Cosa dicono gli studi sull'abandonalism
Esistono ragioni psicologiche, estetiche e filosofiche che spiegano la nostra attrazione verso i luoghi abbandonati. Sul piano emotivo, diversi studiosi osservano che davanti a edifici decadenti sperimentiamo emozioni contrastanti, come timore e curiosità. Può emergere anche un senso di nostalgia, suscitato dalla percezione di un passato ancora tangibile, dalle tracce lasciate da chi ha vissuto o abitato certi spazi, o dal riaffiorare di ricordi personali. A ciò si aggiunge anche una componente di adrenalina, dovuta all’eccitazione che si prova nell’addentarsi in luoghi sconosciuti o, clandestinamente, laddove sarebbe proibito. Le architetture abbandonate incarnano poi la malinconica bellezza dell’imperfezione e ci intrigano perché sono il riflesso materiale del tempo, dei suoi effetti e delle sue erosioni. Come ha dichiarato Sonia Paone, docente di sociologia urbana all’Università di Pisa:
Le rovine hanno sempre avuto un fascino perché alludono alla transitorietà dell’opera umana, all’inesorabile trascorrere del tempo, alla caducità delle cose.

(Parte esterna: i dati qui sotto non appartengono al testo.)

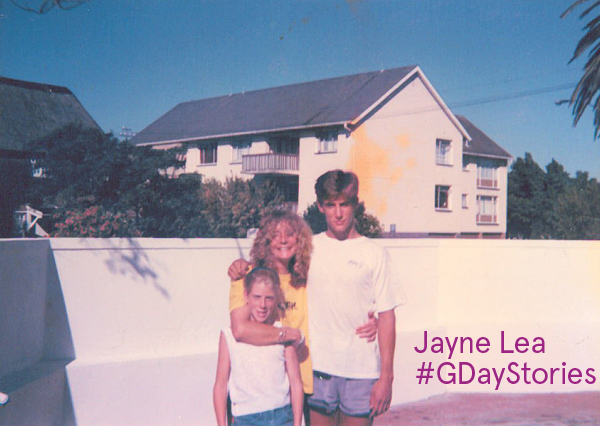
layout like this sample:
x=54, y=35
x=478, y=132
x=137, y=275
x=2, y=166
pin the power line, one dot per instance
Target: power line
x=517, y=95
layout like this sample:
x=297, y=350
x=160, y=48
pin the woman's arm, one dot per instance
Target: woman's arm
x=255, y=333
x=220, y=387
x=296, y=390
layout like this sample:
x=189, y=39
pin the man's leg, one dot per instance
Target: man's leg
x=318, y=419
x=355, y=421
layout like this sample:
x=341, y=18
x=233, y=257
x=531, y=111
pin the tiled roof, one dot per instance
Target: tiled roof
x=29, y=111
x=323, y=102
x=480, y=144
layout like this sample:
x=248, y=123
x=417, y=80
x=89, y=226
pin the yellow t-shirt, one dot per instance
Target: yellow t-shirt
x=296, y=316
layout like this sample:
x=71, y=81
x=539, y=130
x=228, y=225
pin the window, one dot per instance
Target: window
x=208, y=154
x=487, y=174
x=442, y=197
x=240, y=149
x=442, y=152
x=285, y=145
x=37, y=171
x=327, y=142
x=487, y=209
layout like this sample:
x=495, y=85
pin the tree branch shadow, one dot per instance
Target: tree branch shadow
x=128, y=258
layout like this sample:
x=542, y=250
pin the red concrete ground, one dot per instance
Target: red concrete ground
x=456, y=409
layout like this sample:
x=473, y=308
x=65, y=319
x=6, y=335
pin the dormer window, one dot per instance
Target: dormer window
x=443, y=151
x=327, y=141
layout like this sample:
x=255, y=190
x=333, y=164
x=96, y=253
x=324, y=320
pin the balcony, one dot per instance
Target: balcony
x=489, y=183
x=270, y=163
x=487, y=219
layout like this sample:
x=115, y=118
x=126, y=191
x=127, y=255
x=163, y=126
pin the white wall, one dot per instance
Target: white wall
x=144, y=315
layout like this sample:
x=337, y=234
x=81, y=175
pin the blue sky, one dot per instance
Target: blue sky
x=502, y=64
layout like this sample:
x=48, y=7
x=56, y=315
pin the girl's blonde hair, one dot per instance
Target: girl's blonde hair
x=261, y=253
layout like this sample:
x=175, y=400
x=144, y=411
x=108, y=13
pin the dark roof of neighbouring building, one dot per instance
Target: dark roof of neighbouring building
x=317, y=103
x=30, y=111
x=480, y=144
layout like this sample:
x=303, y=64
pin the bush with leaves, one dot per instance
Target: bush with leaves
x=233, y=207
x=100, y=187
x=550, y=204
x=366, y=224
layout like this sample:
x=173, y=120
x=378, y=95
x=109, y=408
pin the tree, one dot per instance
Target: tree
x=578, y=209
x=525, y=199
x=586, y=91
x=44, y=6
x=552, y=205
x=100, y=187
x=233, y=207
x=366, y=224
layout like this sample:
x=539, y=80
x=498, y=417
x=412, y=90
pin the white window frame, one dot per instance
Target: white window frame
x=487, y=174
x=239, y=150
x=439, y=190
x=203, y=151
x=327, y=142
x=487, y=209
x=443, y=152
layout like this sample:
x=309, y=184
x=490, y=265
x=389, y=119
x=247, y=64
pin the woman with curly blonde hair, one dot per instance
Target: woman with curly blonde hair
x=284, y=244
x=266, y=251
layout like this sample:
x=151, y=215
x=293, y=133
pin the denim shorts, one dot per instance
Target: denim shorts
x=279, y=417
x=351, y=396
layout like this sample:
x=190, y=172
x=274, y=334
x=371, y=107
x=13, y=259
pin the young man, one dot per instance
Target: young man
x=349, y=275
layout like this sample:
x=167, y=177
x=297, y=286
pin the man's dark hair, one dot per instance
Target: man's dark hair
x=337, y=183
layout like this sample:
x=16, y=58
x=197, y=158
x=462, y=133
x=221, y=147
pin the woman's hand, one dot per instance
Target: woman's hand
x=369, y=329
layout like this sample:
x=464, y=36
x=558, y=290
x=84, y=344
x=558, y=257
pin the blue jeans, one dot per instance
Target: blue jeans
x=279, y=417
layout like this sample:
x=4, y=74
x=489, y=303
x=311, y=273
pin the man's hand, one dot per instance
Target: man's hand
x=369, y=329
x=238, y=269
x=381, y=397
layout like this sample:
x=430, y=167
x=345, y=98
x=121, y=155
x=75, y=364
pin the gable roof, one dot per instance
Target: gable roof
x=480, y=144
x=334, y=101
x=29, y=111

Oggi la tragicità cosmica di una natura che potrebbe riprendere il sopravvento fa sì che le rovine del tempo presente siano fonte di ispirazione.
È un concetto che ritroviamo nella cultura giapponese che da secoli celebra questa estetica attraverso la filosofia wabi-sabi, arte fondata sull'accettazione della transitorietà e dell'imperfezione delle cose.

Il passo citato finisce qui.